MALTA FESTIVAL POZNAN : ENTRETIEN AVEC LE CHOREGRAPHE LAURENT CHETOUANE

Poznan, envoyé spécial.

Entretien avec Laurent Chétouane, chorégraphe de « Khaos » et « Je(u) » au Malta Festival Poznan (PO) 2017.

Laurent Chétouane est le chorégraphe de deux pièces où l’élémentaire et le vital se côtoient pour ne faire qu’un, « Khaos » et « Je(u) », présentées lors du dernier Festival Malta, à Poznań en Pologne en juin.

Inferno : Dans « Je(u) », quel est le rapport qu’entretient votre danseur Mikael Marklund au sol ?

Laurent Chétouane : De tous les animaux, l’humain est celui qui a décidé d’être debout, de lâcher le sol, cela est lié au regard projecteur, anticipateur, tourné vers le futur. Freud le dit : « si l’homme n’était pas passé à la verticale, il n’y aurait pas eu de culture ». J’essaye de questionner ce rapport à la verticalité en remettant l’homme, en tant que corps, en relation avec d’autres entités : la pierre, l’animal, la plante. J’essaye de repositionner le corps humain en relation avec l’horizontalité. Dans mon travail, il y a cette tension pour essayer de voir comment être debout sans être condamné à la verticalité. Mes danses se rapprochent de quelque chose d’archaïque, cultuel.
Il ne s’agit pas d’abandonner la verticalité, ce que l’homme ne peut pas, mais de la questionner, l’interroger, la fragiliser. Dans « Je(u) », un performeur très fragile est exposé devant nous. Parce qu’il lâche l’une des propriétés essentielles de l’être humain, la verticalité, il change son regard sur l’espace.
La question du sol rejoint également, une forme qui produit de l’être ensemble par le biais de la circularité. Jean Luc Nancy m’a influencé lors de l’une de nos conversations, il m’a dit qu’une philosophie qui prendrait appui sur la circularité du monde, et non pas un monde devant nous, pourrait changer pas mal d’aspects de notre façon de penser et d’être ensemble.

Inferno : Quels sont les enjeux propres à cette mise en exposition de la chute d’un corps comme vous le mettez en lumière dans « Je(u) » ?

Laurent Chétouane : Il faut reposer la question du collectif. Judith Butler, parle du fait qu’on ne peut pas passer par la communauté sans partir de la fragilité. Pour elle, la seule chose qui nous unirait à nouveau ce serait la fragilité. Pour faire chœur, communauté, trouver peut-être l’être ensemble, on doit passer par elle. Au niveau politique, on voit cette exposition de la souffrance. On la partage en Europe, avec les crises, même si cela ne constitue pas pour autant un élément fondateur.
Pour retrouver du commun, on doit passer par la vulnérabilité.

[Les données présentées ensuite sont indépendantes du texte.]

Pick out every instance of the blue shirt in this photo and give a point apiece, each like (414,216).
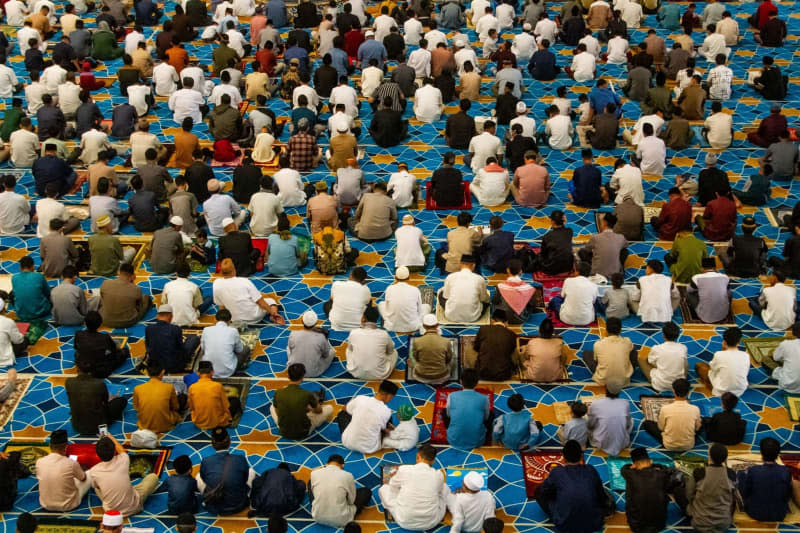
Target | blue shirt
(31,296)
(181,494)
(766,490)
(466,430)
(282,256)
(371,49)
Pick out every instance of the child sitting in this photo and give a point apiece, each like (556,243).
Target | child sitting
(617,300)
(406,435)
(576,428)
(516,430)
(182,487)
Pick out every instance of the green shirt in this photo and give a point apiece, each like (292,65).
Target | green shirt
(106,252)
(291,403)
(689,252)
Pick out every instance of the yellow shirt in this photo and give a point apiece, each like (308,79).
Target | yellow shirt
(156,405)
(209,404)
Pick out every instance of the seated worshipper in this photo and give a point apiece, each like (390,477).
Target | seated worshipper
(490,184)
(365,419)
(613,357)
(464,296)
(123,303)
(656,297)
(571,508)
(298,411)
(155,402)
(432,354)
(164,342)
(776,305)
(62,481)
(729,367)
(376,216)
(239,296)
(70,304)
(224,470)
(31,292)
(97,350)
(709,293)
(576,304)
(111,479)
(678,422)
(222,345)
(90,403)
(416,495)
(310,346)
(412,249)
(713,494)
(370,351)
(514,296)
(606,250)
(402,308)
(238,247)
(348,301)
(648,487)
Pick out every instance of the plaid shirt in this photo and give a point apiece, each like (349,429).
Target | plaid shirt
(302,149)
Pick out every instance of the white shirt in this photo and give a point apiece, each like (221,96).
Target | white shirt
(165,78)
(670,362)
(719,130)
(48,209)
(408,251)
(627,181)
(186,103)
(420,61)
(428,104)
(402,307)
(579,296)
(15,212)
(239,296)
(370,416)
(350,298)
(483,146)
(370,353)
(560,129)
(465,292)
(617,50)
(779,312)
(8,80)
(264,210)
(728,372)
(653,153)
(416,496)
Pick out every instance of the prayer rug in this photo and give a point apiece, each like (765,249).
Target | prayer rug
(762,348)
(522,342)
(455,476)
(49,524)
(438,429)
(536,466)
(8,407)
(651,405)
(615,464)
(430,203)
(454,363)
(690,317)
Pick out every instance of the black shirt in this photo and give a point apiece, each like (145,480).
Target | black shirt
(446,187)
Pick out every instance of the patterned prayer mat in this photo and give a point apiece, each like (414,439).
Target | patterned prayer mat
(438,429)
(536,466)
(651,405)
(411,363)
(762,348)
(8,407)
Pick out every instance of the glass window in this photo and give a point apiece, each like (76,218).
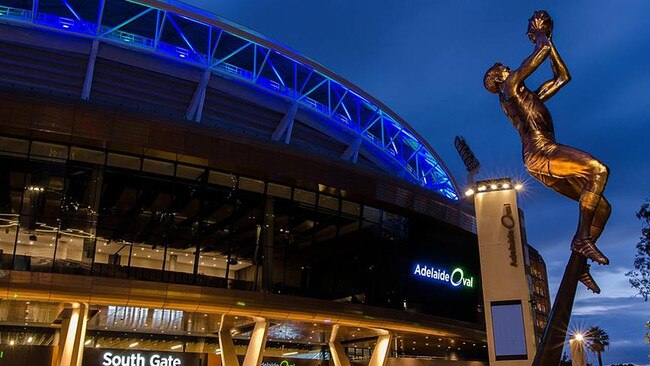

C’est remettre l’homme dans un monde où il n’est pas celui qui regarde, est au-dessus, mais est dans le monde.
On ne peut pas être dans le monde sans en même temps se sentir exposé. Chaque animal à un prédateur, et les humains ont tendance à l’oublier, car ils se sont mis dans une position où ils contrôlent tout. La fragilité vient de l’abandon du contrôle. Les performeurs doivent s’adonner à ceci.

Inferno : À travers vos chorégraphies, quelles sont les hiérarchies que vous souhaitez subvertir ?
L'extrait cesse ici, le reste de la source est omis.